For weeks Ishmael Beah and his handlers have been attacking the professionalism of Australian reporters who raised questions about the credibility of A Long Way Gone. Now Beah has used a similar tactic on the gifted Village Voice reporter Graham Rayman, who first wrote about the controversy in the March 18 issue of the alternate weekly www.villagevoice.com/news/0812,boy_soldier,381308,1.html.
Rayman caught up with the author when he spoke about his book at the John Jay College of Criminal Justice in Manhattan. He asked Beah, who claims to have spent more than two years as a child solider in Sierra Leone, if he had used composite characters or taken events that had happened to others and presented them as his own.
“You should ask Peter Wilson that question. I’m sure he gave you all these questions,” Beah said, according to a story in the April 15 issue of the Voice. Beah was referring to a reporter for the Australian who visited Sierra Leone and could find no evidence of a fatal brawl at a UNICEF camp described in A Long Way Gone.
Rayman responded in the article:
“Beah was wrong in assuming that the questions were fed to the Voice by Wilson, but his response suggested that he is flustered by the doubts that have been raised about his book.”
Here’s my question for Beah: If he didn’t use composite characters or pass off others’ experiences as his own, why didn’t he settle the matter right then by saying “no” instead of insulting Rayman’s professionalism by implying that he couldn’t have thought of his questions on his own?

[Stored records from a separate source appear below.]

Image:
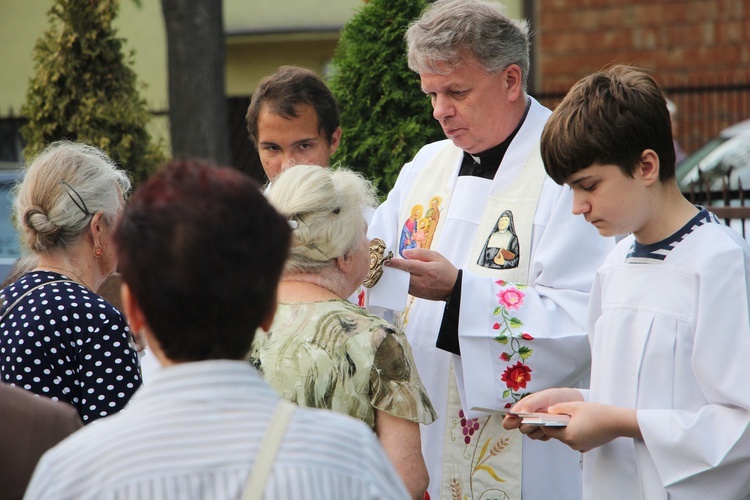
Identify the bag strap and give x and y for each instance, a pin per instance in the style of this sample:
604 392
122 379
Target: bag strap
269 447
2 318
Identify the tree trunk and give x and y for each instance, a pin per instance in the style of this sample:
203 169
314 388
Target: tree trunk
197 59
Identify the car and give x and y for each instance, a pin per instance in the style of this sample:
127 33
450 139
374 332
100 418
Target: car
725 157
10 245
722 164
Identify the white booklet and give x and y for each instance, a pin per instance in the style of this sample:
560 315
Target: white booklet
536 418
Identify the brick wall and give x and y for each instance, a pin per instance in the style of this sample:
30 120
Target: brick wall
698 50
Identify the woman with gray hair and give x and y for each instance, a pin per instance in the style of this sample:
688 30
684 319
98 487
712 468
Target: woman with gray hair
58 338
323 351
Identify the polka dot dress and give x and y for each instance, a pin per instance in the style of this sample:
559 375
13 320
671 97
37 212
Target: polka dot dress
67 343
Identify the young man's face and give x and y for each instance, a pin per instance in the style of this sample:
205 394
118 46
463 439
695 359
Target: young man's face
285 142
474 107
609 199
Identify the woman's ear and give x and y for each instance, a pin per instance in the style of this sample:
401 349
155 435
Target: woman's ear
96 228
344 262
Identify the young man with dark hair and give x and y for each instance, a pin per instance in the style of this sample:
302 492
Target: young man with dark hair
293 119
668 413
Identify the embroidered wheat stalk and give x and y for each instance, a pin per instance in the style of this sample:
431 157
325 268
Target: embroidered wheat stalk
456 489
499 446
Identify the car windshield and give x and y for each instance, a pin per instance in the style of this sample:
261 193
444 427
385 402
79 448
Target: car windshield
729 159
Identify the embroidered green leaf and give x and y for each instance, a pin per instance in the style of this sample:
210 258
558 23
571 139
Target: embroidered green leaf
490 472
484 450
525 352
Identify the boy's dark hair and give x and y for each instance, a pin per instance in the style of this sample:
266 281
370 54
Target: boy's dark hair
202 252
609 117
287 89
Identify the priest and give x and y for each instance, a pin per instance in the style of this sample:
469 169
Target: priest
498 289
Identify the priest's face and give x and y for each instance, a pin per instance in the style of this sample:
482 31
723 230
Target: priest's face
477 109
284 142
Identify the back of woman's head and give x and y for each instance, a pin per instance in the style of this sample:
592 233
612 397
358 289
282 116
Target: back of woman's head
326 206
202 251
63 187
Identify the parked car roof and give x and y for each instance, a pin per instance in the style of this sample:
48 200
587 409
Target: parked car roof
712 153
10 250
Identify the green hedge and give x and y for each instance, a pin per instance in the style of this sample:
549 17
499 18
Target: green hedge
385 116
84 89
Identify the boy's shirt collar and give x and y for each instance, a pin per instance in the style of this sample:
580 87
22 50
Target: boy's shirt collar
657 252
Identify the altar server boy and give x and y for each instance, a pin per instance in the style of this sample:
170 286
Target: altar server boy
668 412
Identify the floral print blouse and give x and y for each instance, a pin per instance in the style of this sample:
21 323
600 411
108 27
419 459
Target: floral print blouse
337 356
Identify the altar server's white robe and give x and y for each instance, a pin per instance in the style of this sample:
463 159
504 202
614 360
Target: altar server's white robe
565 253
672 339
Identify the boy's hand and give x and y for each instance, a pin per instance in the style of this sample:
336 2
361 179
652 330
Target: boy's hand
592 424
539 402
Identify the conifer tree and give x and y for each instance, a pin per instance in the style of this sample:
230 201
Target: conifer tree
84 88
385 116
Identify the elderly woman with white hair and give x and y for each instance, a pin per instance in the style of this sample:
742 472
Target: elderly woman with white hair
323 351
58 337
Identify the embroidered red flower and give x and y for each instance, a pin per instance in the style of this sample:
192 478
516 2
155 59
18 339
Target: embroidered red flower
516 376
511 298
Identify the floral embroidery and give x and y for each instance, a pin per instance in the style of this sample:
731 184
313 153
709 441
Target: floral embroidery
508 327
469 426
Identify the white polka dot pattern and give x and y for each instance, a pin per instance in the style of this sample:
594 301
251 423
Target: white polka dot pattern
67 343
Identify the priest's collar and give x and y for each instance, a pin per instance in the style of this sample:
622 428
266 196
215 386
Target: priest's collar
485 164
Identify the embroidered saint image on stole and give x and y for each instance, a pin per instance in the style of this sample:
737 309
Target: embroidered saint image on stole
501 250
418 231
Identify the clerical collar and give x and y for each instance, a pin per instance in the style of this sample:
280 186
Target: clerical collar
486 163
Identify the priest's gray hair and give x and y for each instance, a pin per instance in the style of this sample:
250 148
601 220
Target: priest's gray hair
325 207
450 30
65 185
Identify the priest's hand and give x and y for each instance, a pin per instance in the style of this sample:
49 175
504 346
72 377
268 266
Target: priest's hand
432 275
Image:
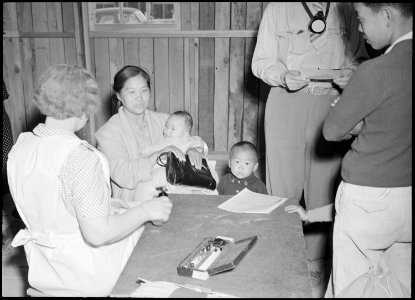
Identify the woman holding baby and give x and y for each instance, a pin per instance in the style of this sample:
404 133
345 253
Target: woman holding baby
127 134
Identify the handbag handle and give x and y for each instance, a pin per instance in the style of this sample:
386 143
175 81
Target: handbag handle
159 161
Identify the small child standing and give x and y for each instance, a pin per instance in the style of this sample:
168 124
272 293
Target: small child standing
243 162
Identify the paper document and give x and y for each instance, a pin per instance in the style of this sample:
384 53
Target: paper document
164 289
247 201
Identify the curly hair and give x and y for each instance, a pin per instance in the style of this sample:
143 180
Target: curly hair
66 91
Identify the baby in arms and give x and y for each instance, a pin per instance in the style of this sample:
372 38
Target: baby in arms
176 133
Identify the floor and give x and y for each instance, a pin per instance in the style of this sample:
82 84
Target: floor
14 266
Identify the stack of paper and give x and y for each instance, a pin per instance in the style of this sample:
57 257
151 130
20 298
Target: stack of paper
247 201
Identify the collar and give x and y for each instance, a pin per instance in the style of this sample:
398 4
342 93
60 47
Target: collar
407 36
42 130
245 179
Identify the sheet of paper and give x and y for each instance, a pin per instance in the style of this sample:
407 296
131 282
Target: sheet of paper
247 201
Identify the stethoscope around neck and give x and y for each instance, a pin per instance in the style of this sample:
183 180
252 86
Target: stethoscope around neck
318 21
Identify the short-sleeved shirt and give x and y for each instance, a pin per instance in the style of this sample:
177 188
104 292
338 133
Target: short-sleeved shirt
81 180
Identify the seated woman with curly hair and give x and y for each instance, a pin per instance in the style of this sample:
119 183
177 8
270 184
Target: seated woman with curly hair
77 238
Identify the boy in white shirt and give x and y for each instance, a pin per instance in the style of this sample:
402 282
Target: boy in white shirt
176 133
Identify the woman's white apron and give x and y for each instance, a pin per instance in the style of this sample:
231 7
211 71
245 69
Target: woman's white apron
60 261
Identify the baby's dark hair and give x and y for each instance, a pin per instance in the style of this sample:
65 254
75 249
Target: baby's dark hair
187 118
246 146
406 9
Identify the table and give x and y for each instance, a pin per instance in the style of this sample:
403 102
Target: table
275 267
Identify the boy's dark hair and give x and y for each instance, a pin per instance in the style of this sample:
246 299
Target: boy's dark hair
246 146
406 9
187 117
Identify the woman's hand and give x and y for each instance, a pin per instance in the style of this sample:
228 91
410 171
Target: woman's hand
158 209
118 205
298 209
356 130
195 158
294 81
343 78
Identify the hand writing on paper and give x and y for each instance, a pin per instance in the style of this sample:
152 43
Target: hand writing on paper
343 78
294 81
297 209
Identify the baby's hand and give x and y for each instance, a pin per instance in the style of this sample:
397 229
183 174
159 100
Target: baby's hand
298 209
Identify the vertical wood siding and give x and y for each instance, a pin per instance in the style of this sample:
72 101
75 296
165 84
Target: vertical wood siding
208 76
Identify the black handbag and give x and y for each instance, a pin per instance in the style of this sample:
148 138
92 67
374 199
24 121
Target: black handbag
183 173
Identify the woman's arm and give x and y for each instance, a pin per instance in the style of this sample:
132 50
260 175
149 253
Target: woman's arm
126 171
103 220
265 62
115 227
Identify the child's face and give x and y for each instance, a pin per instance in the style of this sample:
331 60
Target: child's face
242 163
175 127
374 26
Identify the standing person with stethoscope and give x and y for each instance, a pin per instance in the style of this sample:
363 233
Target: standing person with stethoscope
306 52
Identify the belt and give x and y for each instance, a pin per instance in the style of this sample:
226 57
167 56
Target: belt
317 90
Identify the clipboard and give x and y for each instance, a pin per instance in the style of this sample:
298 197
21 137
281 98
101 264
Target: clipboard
321 75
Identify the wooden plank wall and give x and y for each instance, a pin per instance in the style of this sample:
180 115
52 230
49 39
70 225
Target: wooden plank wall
205 73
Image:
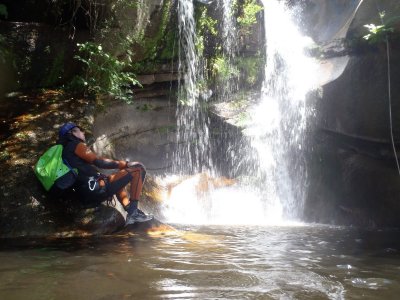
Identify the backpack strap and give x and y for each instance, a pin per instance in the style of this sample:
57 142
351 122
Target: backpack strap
69 167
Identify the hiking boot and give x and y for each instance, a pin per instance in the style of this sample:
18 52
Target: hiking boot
137 216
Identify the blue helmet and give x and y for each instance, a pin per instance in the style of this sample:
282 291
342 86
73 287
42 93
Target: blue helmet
65 128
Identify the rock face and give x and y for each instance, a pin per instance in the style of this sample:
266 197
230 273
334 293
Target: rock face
144 131
354 179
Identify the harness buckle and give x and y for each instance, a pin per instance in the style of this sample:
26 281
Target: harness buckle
92 183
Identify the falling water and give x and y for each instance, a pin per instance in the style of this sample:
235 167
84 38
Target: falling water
280 119
276 131
193 154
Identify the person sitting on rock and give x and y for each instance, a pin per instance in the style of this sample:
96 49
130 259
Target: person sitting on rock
94 187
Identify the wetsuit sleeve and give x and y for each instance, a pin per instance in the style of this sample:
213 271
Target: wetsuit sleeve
89 156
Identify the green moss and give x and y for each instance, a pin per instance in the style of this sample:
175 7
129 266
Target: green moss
248 15
56 70
205 25
222 69
250 68
153 45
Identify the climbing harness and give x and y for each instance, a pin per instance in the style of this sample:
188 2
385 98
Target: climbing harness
92 183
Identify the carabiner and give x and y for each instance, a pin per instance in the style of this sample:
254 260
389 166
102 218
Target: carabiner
92 183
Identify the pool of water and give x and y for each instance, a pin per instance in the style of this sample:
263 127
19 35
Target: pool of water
208 262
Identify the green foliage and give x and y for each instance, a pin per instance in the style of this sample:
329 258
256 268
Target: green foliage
222 69
379 33
204 25
250 68
104 73
249 11
3 49
3 11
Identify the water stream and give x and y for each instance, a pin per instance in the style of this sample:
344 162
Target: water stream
213 262
278 176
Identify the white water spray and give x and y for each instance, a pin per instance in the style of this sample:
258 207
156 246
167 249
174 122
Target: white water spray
277 134
193 153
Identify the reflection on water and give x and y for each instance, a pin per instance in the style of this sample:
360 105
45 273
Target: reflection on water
303 262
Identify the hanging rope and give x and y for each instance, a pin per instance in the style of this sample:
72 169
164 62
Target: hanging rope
389 89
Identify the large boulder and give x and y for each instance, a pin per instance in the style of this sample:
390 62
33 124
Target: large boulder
353 173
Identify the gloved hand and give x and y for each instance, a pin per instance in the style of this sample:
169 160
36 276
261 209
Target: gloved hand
132 164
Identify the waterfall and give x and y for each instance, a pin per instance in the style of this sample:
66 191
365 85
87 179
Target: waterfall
193 154
279 120
278 175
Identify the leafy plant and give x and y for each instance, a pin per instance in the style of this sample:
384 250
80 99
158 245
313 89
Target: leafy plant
104 73
249 12
3 11
222 69
378 33
3 49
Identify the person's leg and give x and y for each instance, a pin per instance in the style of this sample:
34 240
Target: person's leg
117 181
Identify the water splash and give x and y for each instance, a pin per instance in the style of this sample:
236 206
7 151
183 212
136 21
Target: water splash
276 131
193 153
279 120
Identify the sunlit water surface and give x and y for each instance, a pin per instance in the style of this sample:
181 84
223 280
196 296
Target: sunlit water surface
217 262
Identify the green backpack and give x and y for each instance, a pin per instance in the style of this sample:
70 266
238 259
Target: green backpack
51 167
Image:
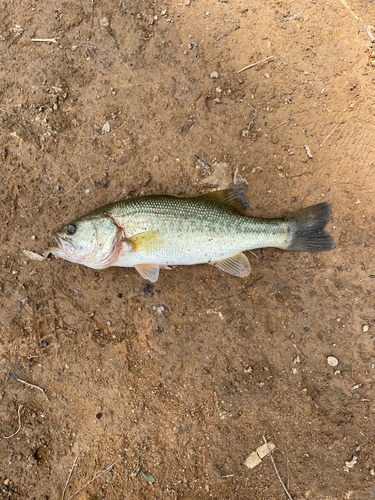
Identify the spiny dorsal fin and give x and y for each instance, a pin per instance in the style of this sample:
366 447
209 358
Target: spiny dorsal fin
234 198
238 265
148 271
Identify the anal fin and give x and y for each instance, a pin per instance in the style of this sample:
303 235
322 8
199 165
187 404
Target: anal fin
238 265
148 271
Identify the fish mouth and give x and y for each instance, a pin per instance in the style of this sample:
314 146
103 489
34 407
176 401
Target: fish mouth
64 249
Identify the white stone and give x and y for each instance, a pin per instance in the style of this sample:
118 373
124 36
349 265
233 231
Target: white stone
253 460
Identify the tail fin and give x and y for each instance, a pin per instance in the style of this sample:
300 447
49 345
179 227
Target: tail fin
307 232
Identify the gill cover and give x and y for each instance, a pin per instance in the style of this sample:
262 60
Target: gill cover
93 241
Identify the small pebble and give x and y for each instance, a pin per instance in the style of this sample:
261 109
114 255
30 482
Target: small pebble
332 361
104 22
106 127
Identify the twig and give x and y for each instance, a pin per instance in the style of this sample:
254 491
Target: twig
12 375
368 28
19 424
283 123
98 474
245 133
201 162
299 350
70 475
277 472
255 64
49 40
215 300
329 135
349 9
227 33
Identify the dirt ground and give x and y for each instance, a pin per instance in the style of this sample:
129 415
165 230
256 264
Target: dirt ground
119 106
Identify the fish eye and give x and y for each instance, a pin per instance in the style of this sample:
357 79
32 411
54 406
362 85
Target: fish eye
72 228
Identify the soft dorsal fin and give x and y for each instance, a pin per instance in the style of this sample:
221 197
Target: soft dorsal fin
238 265
148 271
234 198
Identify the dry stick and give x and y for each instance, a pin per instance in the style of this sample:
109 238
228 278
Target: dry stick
227 33
19 424
349 9
49 40
255 64
368 28
70 475
277 472
279 125
329 135
108 469
30 385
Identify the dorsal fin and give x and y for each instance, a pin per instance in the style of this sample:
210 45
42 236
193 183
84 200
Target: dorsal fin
148 271
234 198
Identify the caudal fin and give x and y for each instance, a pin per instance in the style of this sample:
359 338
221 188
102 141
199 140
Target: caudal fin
307 232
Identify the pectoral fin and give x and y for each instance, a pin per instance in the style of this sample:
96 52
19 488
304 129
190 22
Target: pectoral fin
148 271
145 242
238 265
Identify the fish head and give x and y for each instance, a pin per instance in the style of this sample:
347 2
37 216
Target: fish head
92 241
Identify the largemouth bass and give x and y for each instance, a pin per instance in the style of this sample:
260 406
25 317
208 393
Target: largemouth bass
153 232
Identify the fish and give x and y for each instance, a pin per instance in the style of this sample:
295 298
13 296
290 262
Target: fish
155 232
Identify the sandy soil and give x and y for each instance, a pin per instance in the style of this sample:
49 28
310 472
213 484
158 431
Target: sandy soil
185 394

To read Rayman’s April 15 story on Beah’s talk at John Jay, Google “Rayman + Beah + John Jay.” [I will insert a working link here as soon as I can.] Rayman asked Beah about the fatal brawl that he claims occurred at a UNICEF camp and Beah replied cryptically, “There was so much that happened in the war that was not recorded,” but again offered no proof that the incident occurred. I am quoted in Rayman’s earlier story in the controversy.